FILE - Rep. Peter Welch, D-Vt., questions former U.S. Ambassador to Ukraine Marie Yovanovitch before the House Intelligence Committee on Capitol Hill in Washington, Friday, Nov. 15, 2019. Welch, Vermont's sole member of the U.S. House of Representatives, announced Monday, Nov. 22, 2021, that he will run for the U.S. Senate seat now held by Democratic Sen. Patrick Leahy, who has said he won't seek reelection. (AP Photo/Susan Walsh, File)

Vermont’s sole member of the U.S. House of Representatives, Democratic Rep. Peter Welch, announced Monday that he will run for the U.S. Senate seat now held by Democratic Sen. Patrick Leahy.

Welch’s decision comes a week after the 81-year-old Leahy’s announcement that he will not seek reelection to the seat he first won in 1974.

Democrats are clinging to a slim majority in the Senate, and the 2022 election could change that.

“It’s just a critical moment in our democracy and in our country,” the 74-year-old Welch told The Associated Press on Monday. “Are we going to continue to make progress facing climate change? Are we going to fight for reproductive rights and racial justice? Are we going to help working families?”

If elected to the Senate, Welch would be giving up the seniority he has earned during his years in the House, where he said he has proved he can work across the aisle.

“The way you get things done in Washington is by building coalitions,” he said. “What I’ve demonstrated in the state Senate and in Congress is to continue to reach out and work with anybody who wants to help solve problems that are affecting all of us. It is the way forward.”

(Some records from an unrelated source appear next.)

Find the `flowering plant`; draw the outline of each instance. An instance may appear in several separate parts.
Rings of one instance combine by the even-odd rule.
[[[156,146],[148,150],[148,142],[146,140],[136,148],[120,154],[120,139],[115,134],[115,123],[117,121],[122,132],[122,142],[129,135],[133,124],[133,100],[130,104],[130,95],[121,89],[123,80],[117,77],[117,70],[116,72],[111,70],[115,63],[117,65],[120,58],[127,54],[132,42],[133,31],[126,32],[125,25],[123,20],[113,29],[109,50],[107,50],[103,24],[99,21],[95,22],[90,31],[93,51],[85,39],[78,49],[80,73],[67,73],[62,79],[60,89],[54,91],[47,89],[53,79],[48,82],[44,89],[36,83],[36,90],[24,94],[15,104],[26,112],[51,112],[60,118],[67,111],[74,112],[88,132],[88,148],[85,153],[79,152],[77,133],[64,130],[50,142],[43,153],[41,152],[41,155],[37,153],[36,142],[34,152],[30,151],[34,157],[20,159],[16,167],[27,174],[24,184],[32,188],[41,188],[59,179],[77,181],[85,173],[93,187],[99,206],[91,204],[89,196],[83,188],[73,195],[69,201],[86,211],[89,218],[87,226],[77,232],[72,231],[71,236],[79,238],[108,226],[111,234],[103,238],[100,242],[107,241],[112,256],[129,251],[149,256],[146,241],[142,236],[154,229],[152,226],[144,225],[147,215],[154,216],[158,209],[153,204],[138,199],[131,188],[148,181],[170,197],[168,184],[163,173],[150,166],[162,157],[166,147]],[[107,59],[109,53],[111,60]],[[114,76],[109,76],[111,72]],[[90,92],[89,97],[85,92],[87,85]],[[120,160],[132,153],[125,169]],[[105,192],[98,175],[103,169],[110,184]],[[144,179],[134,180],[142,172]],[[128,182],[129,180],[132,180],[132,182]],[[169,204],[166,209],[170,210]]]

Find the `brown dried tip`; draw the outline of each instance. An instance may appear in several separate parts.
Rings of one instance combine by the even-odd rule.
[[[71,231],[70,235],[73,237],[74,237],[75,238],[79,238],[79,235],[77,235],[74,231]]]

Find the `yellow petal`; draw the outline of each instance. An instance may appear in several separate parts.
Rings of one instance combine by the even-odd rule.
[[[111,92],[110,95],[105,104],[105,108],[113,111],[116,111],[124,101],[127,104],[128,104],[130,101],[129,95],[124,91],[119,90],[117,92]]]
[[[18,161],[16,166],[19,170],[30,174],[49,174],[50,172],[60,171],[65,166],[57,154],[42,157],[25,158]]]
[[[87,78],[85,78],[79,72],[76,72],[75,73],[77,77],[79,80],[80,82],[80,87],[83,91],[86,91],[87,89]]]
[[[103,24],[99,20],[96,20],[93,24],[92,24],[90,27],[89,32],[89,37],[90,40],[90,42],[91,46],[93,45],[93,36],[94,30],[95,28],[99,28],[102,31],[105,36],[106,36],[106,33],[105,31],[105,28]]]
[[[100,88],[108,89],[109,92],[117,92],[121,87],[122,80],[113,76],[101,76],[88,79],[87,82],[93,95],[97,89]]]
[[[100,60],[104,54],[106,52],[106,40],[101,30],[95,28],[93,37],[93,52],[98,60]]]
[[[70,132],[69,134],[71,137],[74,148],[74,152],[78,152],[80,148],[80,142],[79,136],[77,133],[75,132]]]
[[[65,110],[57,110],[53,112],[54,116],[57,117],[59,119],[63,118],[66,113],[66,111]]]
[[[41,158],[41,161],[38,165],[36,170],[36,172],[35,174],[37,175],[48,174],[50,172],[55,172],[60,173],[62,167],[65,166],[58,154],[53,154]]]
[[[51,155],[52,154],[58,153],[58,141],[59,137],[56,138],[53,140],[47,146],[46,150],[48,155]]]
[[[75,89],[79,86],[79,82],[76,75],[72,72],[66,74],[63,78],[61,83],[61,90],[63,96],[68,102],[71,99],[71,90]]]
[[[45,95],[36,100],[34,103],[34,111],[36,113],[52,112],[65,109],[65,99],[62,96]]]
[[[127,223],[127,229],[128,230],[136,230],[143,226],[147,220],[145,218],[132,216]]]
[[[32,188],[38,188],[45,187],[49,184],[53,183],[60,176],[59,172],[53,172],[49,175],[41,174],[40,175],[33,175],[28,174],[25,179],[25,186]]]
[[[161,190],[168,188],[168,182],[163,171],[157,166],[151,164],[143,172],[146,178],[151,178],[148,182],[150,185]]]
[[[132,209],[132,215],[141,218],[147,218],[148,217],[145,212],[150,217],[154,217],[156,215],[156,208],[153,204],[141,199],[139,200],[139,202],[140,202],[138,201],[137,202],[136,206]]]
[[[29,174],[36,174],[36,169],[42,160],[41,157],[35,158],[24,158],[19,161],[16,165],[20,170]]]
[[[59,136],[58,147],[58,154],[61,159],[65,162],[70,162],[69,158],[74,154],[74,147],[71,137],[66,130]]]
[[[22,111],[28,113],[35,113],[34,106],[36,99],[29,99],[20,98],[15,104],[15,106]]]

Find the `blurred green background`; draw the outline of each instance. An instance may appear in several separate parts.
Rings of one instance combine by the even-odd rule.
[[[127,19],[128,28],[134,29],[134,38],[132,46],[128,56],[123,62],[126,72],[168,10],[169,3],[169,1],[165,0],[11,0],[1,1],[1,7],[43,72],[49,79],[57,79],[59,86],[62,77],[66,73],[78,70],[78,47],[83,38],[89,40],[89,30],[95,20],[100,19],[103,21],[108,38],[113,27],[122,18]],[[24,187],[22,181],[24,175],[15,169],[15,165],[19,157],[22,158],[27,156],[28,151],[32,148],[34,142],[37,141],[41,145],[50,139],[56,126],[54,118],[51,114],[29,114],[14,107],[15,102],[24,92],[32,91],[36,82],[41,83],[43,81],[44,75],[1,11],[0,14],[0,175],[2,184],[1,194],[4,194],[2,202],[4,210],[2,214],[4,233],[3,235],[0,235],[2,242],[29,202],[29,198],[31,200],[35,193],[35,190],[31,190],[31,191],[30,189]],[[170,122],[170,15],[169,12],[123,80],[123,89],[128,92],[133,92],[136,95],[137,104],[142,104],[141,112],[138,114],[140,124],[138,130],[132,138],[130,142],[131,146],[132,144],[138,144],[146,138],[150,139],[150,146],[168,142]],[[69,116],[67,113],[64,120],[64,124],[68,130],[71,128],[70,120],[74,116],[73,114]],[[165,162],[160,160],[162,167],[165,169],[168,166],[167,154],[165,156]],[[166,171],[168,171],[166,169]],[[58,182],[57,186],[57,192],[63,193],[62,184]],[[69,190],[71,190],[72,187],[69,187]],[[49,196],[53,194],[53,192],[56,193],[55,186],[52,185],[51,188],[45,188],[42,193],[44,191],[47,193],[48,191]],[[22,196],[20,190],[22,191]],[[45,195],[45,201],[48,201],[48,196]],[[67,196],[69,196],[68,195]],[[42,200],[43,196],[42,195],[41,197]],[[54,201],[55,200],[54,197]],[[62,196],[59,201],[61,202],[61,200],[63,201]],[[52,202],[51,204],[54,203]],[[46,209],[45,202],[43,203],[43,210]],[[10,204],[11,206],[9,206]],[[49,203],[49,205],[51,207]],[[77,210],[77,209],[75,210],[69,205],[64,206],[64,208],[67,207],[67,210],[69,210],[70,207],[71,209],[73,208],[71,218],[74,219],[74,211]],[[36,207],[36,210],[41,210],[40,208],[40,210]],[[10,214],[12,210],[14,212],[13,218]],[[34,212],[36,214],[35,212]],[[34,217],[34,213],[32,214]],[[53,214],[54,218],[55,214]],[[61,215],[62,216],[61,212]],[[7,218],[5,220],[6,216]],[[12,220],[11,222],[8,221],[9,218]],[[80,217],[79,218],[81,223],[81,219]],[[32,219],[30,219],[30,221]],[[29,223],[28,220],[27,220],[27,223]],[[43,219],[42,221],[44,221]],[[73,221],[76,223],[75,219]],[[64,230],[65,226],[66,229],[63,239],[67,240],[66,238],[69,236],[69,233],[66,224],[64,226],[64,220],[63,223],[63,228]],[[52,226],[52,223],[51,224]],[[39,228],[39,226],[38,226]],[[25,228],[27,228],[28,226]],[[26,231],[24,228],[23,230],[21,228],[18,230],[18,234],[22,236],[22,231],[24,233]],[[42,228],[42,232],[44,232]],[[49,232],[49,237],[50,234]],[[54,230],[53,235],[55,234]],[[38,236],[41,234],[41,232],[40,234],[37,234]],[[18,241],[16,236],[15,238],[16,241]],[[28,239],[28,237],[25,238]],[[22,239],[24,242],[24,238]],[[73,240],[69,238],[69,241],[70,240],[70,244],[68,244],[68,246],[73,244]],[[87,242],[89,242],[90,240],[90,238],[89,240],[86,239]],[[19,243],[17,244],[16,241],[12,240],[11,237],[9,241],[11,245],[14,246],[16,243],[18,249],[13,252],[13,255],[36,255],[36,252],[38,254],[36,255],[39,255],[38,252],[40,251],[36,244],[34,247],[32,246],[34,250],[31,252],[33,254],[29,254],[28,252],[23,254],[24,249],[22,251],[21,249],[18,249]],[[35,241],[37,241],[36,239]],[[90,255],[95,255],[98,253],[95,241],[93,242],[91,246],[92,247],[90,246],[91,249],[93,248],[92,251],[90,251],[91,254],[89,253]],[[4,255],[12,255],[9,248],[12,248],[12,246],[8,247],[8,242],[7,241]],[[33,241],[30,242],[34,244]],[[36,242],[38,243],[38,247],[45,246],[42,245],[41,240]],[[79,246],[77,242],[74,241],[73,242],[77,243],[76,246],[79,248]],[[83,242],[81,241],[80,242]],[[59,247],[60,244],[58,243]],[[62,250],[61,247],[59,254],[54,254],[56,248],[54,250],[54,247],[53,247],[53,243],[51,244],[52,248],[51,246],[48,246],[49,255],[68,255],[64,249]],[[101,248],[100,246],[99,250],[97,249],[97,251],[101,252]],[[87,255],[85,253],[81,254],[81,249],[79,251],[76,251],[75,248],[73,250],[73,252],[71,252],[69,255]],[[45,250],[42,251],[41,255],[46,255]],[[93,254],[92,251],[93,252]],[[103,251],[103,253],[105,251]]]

Welch promised to continue to fight to ensure working families have access to child care and paid family leave. He said he also would work to pass a Green New Deal to protect the environment, lower the cost of health care and prescription drug costs, ensure that women have control over their own health care decisions and protect voting rights and American democracy.

Welch was in the Capitol during the insurrection on Jan. 6, when a violent mob loyal to President Donald Trump stormed the building in a failed bid to overturn Trump’s 2020 presidential election loss to Joe Biden.

“After that happened and the House was cleared, 147 of my colleagues voted to overturn the election,” Welch said. “That’s never happened in our history where violence was used and there was an effort to stop the peaceful transfer of power.”

Shortly after Welch announced his candidacy, Vermont’s independent U.S. Sen. Bernie Sanders endorsed him, saying he “has the knowledge and experience to hit the ground running as a strong advocate for Vermont’s working families.”

The decisions by Leahy and now Welch will create the first open seats in Vermont’s three-member congressional delegation since 2006, when Sanders moved to the Senate and Welch took his seat in the House.

Welch, who during his years in the House has been consistently one of Vermont’s top vote-getters, would have an instant advantage over other potential candidates.

Vermont’s popular Republican governor, Phil Scott, has said he is not interested in running for the Senate. It’s unclear whom the state GOP will find to run for either the Senate seat or the House seat, but the party chair said many Vermont residents want a fresh face in Washington.

“Peter Welch is a relic of the past, and now is the time for Vermonters to choose a candidate with an eye on the future, and Vermont Republicans will provide voters with options for a future that works — not one that continues us down the path of Welch’s ‘Imperiled Democracy,’” Vermont GOP Chair Paul Dame said in a written statement on Monday.

Vermont has never sent a woman or a member of a racial minority community to Washington. Several female politicians have been floated as possible candidates for the vacant seats, but the only person who has said publicly that she was considering making a bid for the House is Democratic state Sen. Kesha Ram Hinsdale, who is part Indian.

If Welch is elected to the Senate, he’d be 75 when he joins. He wouldn’t comment directly on whether that would set him up to be a one-term senator.

“I have to get elected to a term before I talk about any future term,” he said.

Welch, of Norwich, was first elected to the U.S. House in 2006.

During his years in the House, he has worked for energy efficiency, cutting the prices of prescription drugs, investing in infrastructure and expanding broadband into rural areas of Vermont and the country.

As of this year, Welch served as a chief deputy whip of the House Democratic Caucus and a member of the Democratic Steering and Policy Committee.

In the House, he has served on the Permanent Select Committee on Intelligence, the Committee on Energy and Commerce and the Committee on Oversight and Reform.

Welch was born in Springfield, Massachusetts. He moved to Vermont in the early 1970s after graduating from law school. He served as a public defender and founded his own law firm.

He was elected to the Vermont Senate in 1980 and became the first Democrat elected as Senate president pro tempore in 1985. He was reelected to the state Senate in 2002 and served in that role until he was was elected to the House four years later.